As in the title, solve the inequality $\sin(x)\cdot|\tan{x}|\le\frac{3}{2}$ for $x\in[0;2\pi]$. My concern is that I don't knwo how to get rid of the absolute value sign - should I consider separately cases of the $\tan{x}$ being positive and negative?
Any hints greatly appreciated.
Yes. the equation is equivalent to the couple of systems: $$ \begin{cases} \tan x\ge 0\\ \frac{\sin^2 x}{\cos x}\le \frac{3}{2} \end {cases} \quad \lor \quad \begin{cases} \tan x< 0\\ -\frac{\sin^2 x}{\cos x}\le \frac{3}{2} \end {cases} $$
Hint:
\begin{cases} \tan x &, 1º Q &\text{or}&3ºQ\\ -\tan x &, 2º Q &\text{or}&4ºQ \end{cases}
Now solve in each case.
$1.$ $1º Q$ or $3ºQ$
$$\frac{\sin^2 x}{\cos x} \le\frac{3}{2}\rightarrow \frac{1-\cos^2 x}{\cos x} \le\frac{3}{2}\rightarrow \frac{2-2\cos^2 x-3\cos x}{2\cos x} \le0$$
$1.$ $2º Q$ or $4ºQ$
$$-\frac{\sin^2 x}{\cos x} \le\frac{3}{2}\rightarrow \frac{-1+\cos^2 x}{\cos x} \le\frac{3}{2}\rightarrow \frac{-2+2\cos^2 x-3\cos x}{2\cos x} \le0$$
Let $x\in\left[0,\frac{\pi}{2}\right)\cup\left[\pi,\frac{3\pi}{2}\right)$.
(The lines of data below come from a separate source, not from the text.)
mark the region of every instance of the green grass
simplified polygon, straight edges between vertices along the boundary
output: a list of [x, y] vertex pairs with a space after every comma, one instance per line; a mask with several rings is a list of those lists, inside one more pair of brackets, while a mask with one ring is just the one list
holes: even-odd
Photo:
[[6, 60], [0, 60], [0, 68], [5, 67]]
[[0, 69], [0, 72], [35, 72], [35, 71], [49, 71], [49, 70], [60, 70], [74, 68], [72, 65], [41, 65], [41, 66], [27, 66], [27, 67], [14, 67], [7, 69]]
Thus, we need to solve $$\frac{\sin^2x}{\cos{x}}\leq\frac{3}{2}$$ or $$\frac{(2+\cos x)(2\cos x-1)}{\cos x}\geq0,$$ which is $\cos x\geq\frac{1}{2}$ or $\cos x<0$, which gives $\left[0,\frac{\pi}{3}\right]\cup\left[\pi,\frac{3\pi}{2}\right)$.
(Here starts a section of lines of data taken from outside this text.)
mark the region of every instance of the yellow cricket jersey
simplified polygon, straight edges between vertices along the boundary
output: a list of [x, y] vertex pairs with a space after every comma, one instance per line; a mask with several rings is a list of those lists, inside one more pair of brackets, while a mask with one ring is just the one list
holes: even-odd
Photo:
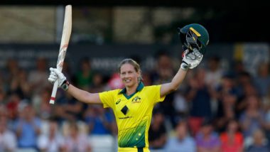
[[119, 151], [149, 151], [148, 132], [153, 108], [165, 98], [161, 98], [160, 90], [161, 85], [144, 87], [140, 82], [130, 96], [126, 89], [99, 93], [104, 107], [111, 107], [115, 115]]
Let $x\in\left(\frac{\pi}{2},\pi\right]\cup\left(\frac{3\pi}{2},2\pi\right]$.
Thus, we need to solve $$-\frac{\sin^2x}{\cos{x}}\leq\frac{3}{2}$$ or $$\frac{(2-\cos x)(2\cos x+1)}{\cos x}\geq0,$$ which is $\cos x\leq-\frac{1}{2}$ or $\cos x>0$, which gives $\left[\frac{2\pi}{3},\pi\right]\cup\left(\frac{3\pi}{2},2\pi\right]$.